In the case of early modern humans and cold-weather Neanderthals, the thermo-regulatory solutions to their environments were so radically different that they made the survival and reproduction of hybrids just as unlikely as in the bears. A hybrid with biological insulators would have suffered from thermal shock when leaving frigid conditions for the torrid micro-environments in the heavily insulated winter huts seen in the archaeological record of northern Moderns, and hypothermia when going from extreme heat to bitter cold. The same hybrid living with Neanderthals, who had neither the incentive nor the tools to make seamed clothing, and whose shelters were closer in temperature to outdoor conditions, would probably have succumbed to frostbite and its sequel, gangrene. The failure of most hybrids to survive in either type of band long enough to reproduce would also have unleashed selective pressures to eliminate the viability of hybridized zygotes. If this process reached its conclusion, then the northern variant of Neanderthals will turn out to be a distinct species, and will have to be distinguished from the southern gracile Neanderthaloid population.

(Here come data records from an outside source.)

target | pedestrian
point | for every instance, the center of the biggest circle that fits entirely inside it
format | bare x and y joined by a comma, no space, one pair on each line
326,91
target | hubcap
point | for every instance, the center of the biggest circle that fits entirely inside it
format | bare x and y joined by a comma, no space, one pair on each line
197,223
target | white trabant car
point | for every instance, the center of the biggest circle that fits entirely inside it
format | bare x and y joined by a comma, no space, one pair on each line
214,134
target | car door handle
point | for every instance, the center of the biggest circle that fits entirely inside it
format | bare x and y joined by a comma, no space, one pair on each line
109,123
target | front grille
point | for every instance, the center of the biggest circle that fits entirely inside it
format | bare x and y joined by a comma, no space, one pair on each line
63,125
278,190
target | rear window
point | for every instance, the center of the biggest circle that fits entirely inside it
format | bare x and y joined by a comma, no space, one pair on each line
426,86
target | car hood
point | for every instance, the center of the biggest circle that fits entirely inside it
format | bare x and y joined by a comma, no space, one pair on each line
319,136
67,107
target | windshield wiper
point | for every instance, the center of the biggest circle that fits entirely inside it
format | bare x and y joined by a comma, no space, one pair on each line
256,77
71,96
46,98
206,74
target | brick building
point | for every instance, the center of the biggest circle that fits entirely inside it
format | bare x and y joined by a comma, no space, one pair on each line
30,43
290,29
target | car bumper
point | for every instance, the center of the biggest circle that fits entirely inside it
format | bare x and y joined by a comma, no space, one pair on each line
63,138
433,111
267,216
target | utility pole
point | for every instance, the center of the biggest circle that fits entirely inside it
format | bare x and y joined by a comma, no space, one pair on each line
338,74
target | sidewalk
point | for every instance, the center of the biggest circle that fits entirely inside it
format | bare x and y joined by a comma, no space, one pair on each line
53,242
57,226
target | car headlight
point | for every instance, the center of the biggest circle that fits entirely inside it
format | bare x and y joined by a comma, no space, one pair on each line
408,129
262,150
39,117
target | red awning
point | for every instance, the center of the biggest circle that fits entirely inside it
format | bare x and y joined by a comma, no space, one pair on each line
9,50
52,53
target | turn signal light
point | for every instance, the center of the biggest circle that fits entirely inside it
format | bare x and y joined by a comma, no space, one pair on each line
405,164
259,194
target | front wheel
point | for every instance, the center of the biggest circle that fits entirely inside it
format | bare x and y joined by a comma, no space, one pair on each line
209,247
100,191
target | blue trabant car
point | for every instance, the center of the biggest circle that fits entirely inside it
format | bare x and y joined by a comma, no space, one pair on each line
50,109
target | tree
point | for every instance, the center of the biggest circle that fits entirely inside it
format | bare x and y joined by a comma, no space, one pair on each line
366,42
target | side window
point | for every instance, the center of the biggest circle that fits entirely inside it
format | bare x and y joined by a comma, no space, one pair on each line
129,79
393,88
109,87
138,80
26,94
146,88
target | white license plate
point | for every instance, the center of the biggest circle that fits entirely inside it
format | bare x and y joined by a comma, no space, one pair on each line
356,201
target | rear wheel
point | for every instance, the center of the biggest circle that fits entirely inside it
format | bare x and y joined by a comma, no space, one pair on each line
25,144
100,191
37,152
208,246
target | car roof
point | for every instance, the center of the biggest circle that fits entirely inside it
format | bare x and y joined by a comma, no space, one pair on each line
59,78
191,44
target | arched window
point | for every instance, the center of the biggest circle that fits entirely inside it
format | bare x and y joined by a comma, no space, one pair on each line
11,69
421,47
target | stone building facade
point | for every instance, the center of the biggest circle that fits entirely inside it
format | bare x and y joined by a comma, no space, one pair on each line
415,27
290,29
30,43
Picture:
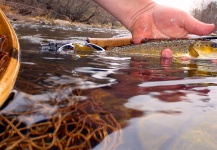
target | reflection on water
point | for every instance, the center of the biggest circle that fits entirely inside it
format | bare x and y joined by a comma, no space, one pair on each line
107,102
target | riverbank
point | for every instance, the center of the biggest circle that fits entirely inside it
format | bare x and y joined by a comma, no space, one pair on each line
16,17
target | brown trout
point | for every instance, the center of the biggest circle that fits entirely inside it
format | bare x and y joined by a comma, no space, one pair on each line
193,48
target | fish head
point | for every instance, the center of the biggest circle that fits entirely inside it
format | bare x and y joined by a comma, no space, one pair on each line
205,49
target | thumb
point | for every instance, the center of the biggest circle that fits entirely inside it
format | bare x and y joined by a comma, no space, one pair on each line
194,26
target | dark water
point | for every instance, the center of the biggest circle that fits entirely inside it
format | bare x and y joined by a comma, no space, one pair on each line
62,101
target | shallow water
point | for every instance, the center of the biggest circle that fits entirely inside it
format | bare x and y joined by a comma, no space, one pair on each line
140,102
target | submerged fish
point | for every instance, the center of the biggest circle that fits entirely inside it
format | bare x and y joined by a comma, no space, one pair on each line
193,48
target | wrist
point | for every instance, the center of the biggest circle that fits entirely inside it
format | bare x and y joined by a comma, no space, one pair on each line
126,11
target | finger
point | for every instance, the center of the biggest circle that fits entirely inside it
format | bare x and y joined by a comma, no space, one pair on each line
194,26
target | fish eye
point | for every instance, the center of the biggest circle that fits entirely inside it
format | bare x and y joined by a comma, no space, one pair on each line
214,45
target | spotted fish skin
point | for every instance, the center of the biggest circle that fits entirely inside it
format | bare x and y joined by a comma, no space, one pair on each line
181,47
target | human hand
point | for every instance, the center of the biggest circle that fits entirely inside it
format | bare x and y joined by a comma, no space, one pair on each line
165,22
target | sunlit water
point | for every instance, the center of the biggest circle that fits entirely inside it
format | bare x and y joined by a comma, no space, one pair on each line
155,103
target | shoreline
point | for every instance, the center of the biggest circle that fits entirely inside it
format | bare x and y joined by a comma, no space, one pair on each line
13,17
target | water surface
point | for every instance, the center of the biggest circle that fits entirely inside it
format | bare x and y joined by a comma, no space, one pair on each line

In short, the papers re-define cold-weather Neanderthals from A to Z, starting with their soft tissues and ending with reasons for our cousins’ extinction - with radical revisions of prevailing ideas about their nutrition and behavior along the way.



© 2008 Duncan Caldwell


 

Other Prehistory Pages

  

Please click on the following thumbnail photos, which I’ve used as icons, to see the web pages or PDFs described in the captions.

    

PDF: Are Neanderthal Portraits Wrong? Neanderthal adaptations to cold and their impact on Palaeolithic populations. 2008. Rock Art Research (Vol. 25, No. 1)



PDF: Afterthoughts about the Neanderthal insulation hypothesis. 2008. AURA Newsletter (Vol. 25, No. 2)



 

The Foz Coa / Coa Valley prehistoric rock art scandal



Prehistoric Art Emergency &  Foz Coa /

Coa Valley home page



World's Oldest Optical Illusion Found? -
National Geographic article by Andrew Howley about Duncan Caldwell’s discovery of one of the world’s oldest known intentional optical illusions (Dec. 22, 2010)

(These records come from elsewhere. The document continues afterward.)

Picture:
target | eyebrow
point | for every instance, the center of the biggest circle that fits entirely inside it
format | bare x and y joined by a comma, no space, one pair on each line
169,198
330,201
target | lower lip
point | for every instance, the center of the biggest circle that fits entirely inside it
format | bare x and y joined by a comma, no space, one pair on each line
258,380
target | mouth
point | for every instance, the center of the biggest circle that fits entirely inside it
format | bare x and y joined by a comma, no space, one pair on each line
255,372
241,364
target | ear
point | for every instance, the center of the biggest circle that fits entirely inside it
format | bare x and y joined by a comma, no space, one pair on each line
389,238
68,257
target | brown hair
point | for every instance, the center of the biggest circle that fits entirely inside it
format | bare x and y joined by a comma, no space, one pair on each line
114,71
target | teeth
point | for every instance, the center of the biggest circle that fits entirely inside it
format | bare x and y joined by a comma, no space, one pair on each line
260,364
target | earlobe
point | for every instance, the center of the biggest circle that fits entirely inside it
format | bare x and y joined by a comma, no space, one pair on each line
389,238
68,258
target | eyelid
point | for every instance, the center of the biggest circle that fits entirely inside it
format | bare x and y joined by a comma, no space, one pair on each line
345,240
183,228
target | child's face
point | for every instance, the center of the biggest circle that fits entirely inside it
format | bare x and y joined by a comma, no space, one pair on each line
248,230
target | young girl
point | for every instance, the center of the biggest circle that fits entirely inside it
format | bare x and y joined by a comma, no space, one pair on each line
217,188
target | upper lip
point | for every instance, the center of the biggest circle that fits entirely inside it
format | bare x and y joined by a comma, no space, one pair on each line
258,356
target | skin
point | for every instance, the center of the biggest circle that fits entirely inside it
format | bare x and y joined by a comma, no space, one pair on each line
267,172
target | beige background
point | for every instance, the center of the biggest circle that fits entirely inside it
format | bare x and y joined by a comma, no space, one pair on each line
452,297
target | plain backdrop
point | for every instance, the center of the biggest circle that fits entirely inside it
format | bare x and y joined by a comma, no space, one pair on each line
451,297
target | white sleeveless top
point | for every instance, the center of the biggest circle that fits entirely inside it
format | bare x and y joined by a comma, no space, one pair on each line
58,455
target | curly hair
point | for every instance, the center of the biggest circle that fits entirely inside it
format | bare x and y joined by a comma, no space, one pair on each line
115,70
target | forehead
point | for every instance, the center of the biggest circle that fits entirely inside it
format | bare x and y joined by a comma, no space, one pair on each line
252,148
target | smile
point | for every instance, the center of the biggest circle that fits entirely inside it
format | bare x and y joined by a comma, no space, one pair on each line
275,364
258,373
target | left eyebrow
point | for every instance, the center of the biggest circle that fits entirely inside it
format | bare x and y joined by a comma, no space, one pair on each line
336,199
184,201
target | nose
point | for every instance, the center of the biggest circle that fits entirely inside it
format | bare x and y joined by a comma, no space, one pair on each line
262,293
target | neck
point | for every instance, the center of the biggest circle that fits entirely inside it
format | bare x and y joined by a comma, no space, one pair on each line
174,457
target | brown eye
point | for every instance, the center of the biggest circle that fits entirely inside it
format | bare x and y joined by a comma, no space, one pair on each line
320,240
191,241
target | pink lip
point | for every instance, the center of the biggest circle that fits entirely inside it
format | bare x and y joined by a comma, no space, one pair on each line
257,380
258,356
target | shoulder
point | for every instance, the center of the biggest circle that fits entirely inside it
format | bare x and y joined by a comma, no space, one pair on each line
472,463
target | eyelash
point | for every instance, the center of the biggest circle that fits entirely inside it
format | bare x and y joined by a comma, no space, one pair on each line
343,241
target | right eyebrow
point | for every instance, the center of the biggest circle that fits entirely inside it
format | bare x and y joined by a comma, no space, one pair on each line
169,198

PDF: An historic sign, possible Mesolithic menhir, DStretch, and problems in dating rock art to the Sauveterrian in the Massif de Fontainebleau. Co-authored with my intern, Ulrika Botzojorns. Journal of Archaeological Science (2014, Vol. 42, February: 140-151)

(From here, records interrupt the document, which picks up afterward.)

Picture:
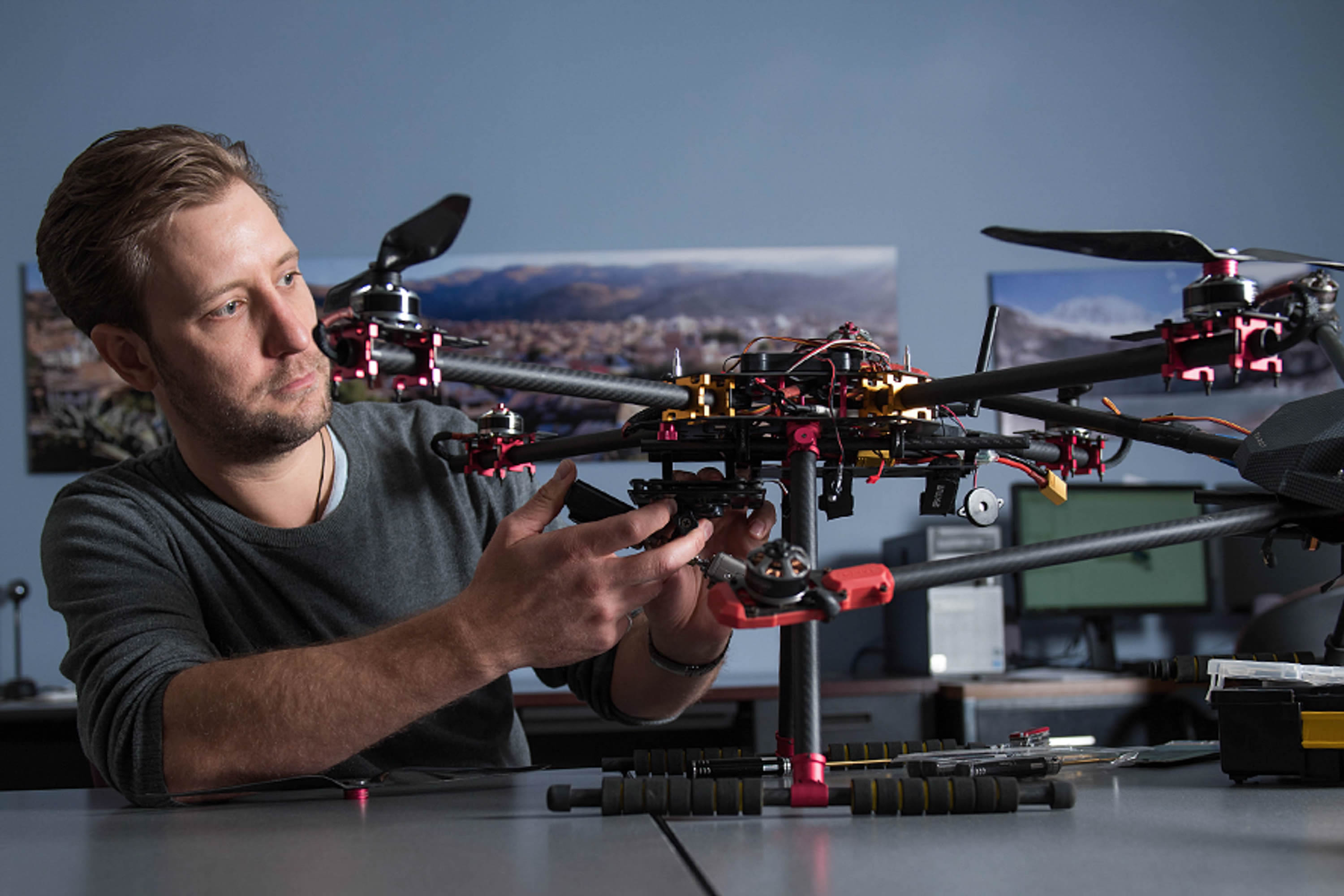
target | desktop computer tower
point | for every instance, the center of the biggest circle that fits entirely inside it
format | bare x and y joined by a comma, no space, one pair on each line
952,629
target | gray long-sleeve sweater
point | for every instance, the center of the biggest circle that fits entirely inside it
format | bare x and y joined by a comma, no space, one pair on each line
154,574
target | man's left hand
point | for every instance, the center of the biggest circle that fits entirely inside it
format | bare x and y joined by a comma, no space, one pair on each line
681,622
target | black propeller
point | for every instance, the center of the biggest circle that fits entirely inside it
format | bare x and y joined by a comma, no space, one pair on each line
420,240
1144,246
424,237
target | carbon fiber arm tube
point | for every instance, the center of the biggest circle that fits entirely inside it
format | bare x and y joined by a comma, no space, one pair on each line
560,448
539,378
1085,547
806,637
1090,369
1328,338
1132,428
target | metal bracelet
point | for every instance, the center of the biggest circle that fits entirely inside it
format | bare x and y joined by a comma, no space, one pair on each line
667,664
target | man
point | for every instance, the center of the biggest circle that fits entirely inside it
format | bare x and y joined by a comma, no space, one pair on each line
293,587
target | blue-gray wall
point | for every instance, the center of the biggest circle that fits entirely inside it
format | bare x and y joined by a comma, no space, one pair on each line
632,125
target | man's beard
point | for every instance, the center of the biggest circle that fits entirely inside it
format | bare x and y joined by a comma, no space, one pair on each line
232,428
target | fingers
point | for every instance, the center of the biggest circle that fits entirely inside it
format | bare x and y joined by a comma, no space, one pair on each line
666,560
761,521
627,530
543,507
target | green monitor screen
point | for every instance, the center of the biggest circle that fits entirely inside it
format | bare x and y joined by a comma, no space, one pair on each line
1170,578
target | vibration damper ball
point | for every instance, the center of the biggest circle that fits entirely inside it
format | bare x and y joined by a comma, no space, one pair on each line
982,507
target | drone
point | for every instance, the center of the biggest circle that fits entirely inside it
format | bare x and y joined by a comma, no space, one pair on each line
839,409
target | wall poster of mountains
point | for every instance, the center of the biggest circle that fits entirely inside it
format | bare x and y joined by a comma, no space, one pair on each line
616,312
1055,315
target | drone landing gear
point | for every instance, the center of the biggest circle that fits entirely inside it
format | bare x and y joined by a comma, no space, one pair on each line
863,796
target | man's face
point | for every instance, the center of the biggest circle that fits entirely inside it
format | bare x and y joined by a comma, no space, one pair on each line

The “prey-mother” hypothesis concerning Paleolithic feminine imagery & venus figurines



Baby slings & human evolution: The baby-sling hypothesis concerning the speciation that led to Homo habilis & the origin of our genus, Homo.


PDF: The First Paleolithic Animal Sculpture in the Ile-de-France: The Ségognole 3 bison & its ramifications - Accepted for presentation at the IFRAO Congress on Pleistocene art of the world, 6 - 11 Sept. 2010, France


PDF: Supernatural Pregnancies:  Common features and new ideas concerning Upper Paleolithic feminine imagery. 2010. Arts & Cultures, Barbier-Mueller Museum



Expedition Photos




Ancient & tribal feminine imagery




Prehistory home page




A Murder, Bombing, and Trip to “Dolmens”



PDF: The Coa Valley prehistoric rock art scandal - An investigation & call to arms (1995)




Historical & Biographical Pages

   


Spy Catcher, my father, Robert Caldwell’s, biography



 

Key words: Neandertal extinction, neanderthal extinction, neanderthal nutrition, early modern humans, archaic humans, archaic human species, Neanderthal DNA, Neanderthal diet, Neanderthal tools, Neandertal diet, Neandertal DNA, Neandertal tools, Neanderthal behavior, Neanderthal extinction theories, Neanderthal fossil, Neanderthal evolution, Neanderthal adaptations to cold, ice age adaptations, Neanderthal morphology, post-cranial morphology, Neanderthal genetics, Neandertal dna, neanderthal chromosomes, Neanderthal genes, Neanderthal Modern human interbreeding, Modern human /Neanderthal hybridization, Neanderthal sex, Neanderthal evolution, Human evolution, Why did the Neanderthals go extinct?, Neanderthal extinction hypotheses, Cro-Magnon vs Neanderthals, Climate adaptations, The economics of Neanderthal extinction, Neanderthal extinction hypothesis, Neanderthal competition with Cro-Magnons / Moderns,  Did Neanderthals and Homo sapiens mate?